Naivete will get you hurt--but being polite and respectful is not the same as being naive. If there's one thing I have seen hurt Aspies more than anything else, it's the way some will embrace hatred and come to believe that the world is against them. It's not just that they can't see the good in the world, though they usually can't; the worst of it is that they lose hope that anything can ever become better.
A person simply cannot be happy if they see the world as unvaryingly hostile, and then either hide away in loneliness or to attack in pre-emptive hostility. This response to the risk of being victimized will hurt you much more than it protects you.
Unfortunately, the only solution is to learn to risk being hurt, to face the danger and the pain squarely and realize that the opportunity to make the world better is worth the price.

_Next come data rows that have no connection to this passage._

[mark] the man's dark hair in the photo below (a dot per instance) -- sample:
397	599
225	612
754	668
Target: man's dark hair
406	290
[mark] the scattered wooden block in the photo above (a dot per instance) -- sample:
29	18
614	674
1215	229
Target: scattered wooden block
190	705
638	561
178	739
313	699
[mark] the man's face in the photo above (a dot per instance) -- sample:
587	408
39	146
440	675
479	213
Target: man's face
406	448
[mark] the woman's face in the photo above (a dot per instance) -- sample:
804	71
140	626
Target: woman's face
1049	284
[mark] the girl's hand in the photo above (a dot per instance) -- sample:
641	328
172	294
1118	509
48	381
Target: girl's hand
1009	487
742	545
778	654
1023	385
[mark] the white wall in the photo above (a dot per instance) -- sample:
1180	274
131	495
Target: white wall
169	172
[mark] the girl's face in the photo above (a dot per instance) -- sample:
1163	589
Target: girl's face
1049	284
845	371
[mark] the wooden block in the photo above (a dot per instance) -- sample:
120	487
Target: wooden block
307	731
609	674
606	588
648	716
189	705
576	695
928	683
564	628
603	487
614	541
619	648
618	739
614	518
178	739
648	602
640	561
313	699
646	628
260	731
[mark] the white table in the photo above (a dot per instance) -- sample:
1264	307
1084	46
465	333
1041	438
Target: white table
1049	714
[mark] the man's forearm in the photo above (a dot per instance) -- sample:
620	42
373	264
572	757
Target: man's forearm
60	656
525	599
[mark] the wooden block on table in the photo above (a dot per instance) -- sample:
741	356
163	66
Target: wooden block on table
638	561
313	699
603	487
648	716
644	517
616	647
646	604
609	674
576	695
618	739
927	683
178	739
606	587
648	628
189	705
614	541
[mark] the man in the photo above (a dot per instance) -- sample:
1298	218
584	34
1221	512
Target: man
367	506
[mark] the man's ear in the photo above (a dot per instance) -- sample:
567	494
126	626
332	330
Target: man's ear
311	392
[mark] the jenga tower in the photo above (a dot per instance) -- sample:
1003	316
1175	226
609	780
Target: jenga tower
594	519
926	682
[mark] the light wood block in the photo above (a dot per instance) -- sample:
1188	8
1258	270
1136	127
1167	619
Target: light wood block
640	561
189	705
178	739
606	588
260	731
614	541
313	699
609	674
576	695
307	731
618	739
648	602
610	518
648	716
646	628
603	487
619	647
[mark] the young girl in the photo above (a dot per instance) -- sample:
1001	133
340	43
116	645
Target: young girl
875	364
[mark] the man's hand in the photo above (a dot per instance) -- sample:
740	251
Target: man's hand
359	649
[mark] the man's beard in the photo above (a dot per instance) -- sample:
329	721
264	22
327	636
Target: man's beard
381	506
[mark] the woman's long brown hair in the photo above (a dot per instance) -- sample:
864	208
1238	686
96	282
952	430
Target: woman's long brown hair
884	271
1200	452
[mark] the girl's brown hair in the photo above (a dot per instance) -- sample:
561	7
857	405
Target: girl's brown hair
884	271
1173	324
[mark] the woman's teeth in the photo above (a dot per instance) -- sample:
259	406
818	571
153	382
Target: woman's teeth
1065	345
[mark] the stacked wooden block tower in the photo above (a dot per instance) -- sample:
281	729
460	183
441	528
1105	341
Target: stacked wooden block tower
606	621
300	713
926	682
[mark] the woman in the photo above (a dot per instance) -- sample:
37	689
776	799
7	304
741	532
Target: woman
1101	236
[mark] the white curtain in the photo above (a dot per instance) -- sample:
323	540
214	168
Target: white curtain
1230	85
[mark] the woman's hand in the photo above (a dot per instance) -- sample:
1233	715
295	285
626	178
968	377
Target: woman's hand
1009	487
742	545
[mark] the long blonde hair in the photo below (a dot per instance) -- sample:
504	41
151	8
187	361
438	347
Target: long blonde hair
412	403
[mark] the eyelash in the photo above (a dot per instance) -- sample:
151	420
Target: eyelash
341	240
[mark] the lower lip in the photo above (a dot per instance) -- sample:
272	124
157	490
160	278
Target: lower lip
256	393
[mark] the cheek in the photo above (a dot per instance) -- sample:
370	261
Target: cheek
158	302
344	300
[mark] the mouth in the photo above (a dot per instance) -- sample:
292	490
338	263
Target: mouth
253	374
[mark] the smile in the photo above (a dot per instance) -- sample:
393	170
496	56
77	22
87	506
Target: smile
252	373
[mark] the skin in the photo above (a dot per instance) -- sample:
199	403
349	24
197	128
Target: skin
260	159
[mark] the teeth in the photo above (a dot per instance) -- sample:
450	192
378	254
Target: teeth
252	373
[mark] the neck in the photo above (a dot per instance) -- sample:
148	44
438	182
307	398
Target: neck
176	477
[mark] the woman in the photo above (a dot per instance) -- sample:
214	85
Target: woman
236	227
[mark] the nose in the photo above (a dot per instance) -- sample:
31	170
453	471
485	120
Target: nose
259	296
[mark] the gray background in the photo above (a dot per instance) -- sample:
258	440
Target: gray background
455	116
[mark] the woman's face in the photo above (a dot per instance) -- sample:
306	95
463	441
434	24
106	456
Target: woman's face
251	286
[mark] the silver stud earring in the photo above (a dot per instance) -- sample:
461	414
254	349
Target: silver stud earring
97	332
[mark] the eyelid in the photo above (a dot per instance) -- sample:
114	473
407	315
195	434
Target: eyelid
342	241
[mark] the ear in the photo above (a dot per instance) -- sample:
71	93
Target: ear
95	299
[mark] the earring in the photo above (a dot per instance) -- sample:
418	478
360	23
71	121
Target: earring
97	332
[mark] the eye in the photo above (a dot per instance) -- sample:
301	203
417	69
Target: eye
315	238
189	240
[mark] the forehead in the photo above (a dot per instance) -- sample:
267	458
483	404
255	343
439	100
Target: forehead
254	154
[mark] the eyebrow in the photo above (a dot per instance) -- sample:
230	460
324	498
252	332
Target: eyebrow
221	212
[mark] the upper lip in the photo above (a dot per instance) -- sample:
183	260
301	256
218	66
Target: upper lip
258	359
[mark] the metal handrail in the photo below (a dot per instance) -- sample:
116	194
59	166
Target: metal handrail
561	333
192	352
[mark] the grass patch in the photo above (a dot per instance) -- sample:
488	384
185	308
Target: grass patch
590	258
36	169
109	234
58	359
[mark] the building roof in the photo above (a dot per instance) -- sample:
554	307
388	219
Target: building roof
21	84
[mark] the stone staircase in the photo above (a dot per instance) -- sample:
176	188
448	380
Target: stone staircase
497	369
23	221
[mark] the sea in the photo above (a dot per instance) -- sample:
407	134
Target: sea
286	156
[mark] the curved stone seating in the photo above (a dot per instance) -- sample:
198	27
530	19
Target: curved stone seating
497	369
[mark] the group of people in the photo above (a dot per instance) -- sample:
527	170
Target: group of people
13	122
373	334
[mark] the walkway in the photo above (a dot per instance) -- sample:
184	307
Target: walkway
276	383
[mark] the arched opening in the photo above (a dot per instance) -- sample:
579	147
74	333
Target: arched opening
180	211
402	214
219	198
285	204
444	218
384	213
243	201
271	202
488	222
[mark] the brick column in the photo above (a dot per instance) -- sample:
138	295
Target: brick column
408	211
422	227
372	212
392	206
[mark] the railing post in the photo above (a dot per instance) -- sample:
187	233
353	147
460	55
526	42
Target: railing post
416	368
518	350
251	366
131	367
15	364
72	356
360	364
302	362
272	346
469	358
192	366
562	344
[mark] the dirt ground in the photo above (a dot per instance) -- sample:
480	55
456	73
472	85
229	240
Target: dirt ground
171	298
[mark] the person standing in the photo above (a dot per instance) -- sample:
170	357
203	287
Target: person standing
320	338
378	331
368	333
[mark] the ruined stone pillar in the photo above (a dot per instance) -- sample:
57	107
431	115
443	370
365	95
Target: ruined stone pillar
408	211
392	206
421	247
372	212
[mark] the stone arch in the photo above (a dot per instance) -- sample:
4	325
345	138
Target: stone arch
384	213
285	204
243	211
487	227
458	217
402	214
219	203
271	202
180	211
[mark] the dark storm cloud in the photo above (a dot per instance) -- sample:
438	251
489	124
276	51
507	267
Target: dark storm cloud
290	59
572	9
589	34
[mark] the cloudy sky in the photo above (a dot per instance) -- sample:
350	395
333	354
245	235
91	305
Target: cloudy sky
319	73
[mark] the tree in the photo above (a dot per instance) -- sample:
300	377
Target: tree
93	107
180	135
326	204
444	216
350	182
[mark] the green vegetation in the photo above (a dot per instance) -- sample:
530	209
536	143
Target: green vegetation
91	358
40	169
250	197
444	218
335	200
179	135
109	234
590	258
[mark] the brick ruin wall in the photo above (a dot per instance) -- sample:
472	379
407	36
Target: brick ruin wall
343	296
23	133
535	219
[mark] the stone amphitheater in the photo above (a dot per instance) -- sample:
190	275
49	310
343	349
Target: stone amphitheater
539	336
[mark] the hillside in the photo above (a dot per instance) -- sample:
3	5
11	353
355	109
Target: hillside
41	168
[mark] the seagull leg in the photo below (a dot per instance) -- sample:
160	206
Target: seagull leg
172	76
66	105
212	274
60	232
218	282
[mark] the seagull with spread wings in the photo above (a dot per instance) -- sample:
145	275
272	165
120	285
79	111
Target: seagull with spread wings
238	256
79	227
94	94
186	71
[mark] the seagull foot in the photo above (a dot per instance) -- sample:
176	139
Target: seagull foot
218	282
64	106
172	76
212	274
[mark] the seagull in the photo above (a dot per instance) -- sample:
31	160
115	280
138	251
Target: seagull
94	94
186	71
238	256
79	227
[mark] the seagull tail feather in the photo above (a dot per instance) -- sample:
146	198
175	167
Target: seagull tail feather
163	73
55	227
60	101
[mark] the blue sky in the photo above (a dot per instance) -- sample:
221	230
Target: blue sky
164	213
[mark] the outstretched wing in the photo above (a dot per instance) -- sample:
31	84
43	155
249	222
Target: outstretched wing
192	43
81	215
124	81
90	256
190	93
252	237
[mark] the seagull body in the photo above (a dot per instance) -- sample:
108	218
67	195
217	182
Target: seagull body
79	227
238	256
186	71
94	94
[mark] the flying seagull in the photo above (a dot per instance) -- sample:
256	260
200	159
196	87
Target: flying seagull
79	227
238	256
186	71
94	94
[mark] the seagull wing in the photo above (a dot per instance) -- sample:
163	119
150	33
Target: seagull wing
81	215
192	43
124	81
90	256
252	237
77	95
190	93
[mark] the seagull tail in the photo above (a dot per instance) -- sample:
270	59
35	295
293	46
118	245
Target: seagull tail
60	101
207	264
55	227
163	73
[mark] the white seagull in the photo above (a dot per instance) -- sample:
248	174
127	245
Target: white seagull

Sometimes people hurt us. Sometimes people even kill us. That is the truth. We cannot be absolutely safe. It is better to respond with acceptance, to refuse to hate, to help each other and protect each other. Remember that there are people much more vulnerable than we are; those people need us to protect them while they grow up, or get back up after having been beaten down, or find a way to make people listen. One day they may protect us in turn. I'm not just talking about other autistic people here, either. People in general--people who are young, or old, poor, unpopular, whatever. The more you learn to love others, the more your fear of being hurt will fade.
This is not some kind of long-faced martyrdom thing, either. It's not going to make you feel depressed and scared and victimized. In fact, the opposite--To be able to hope, to love, to help, even when things are bad, makes you feel very, very powerful.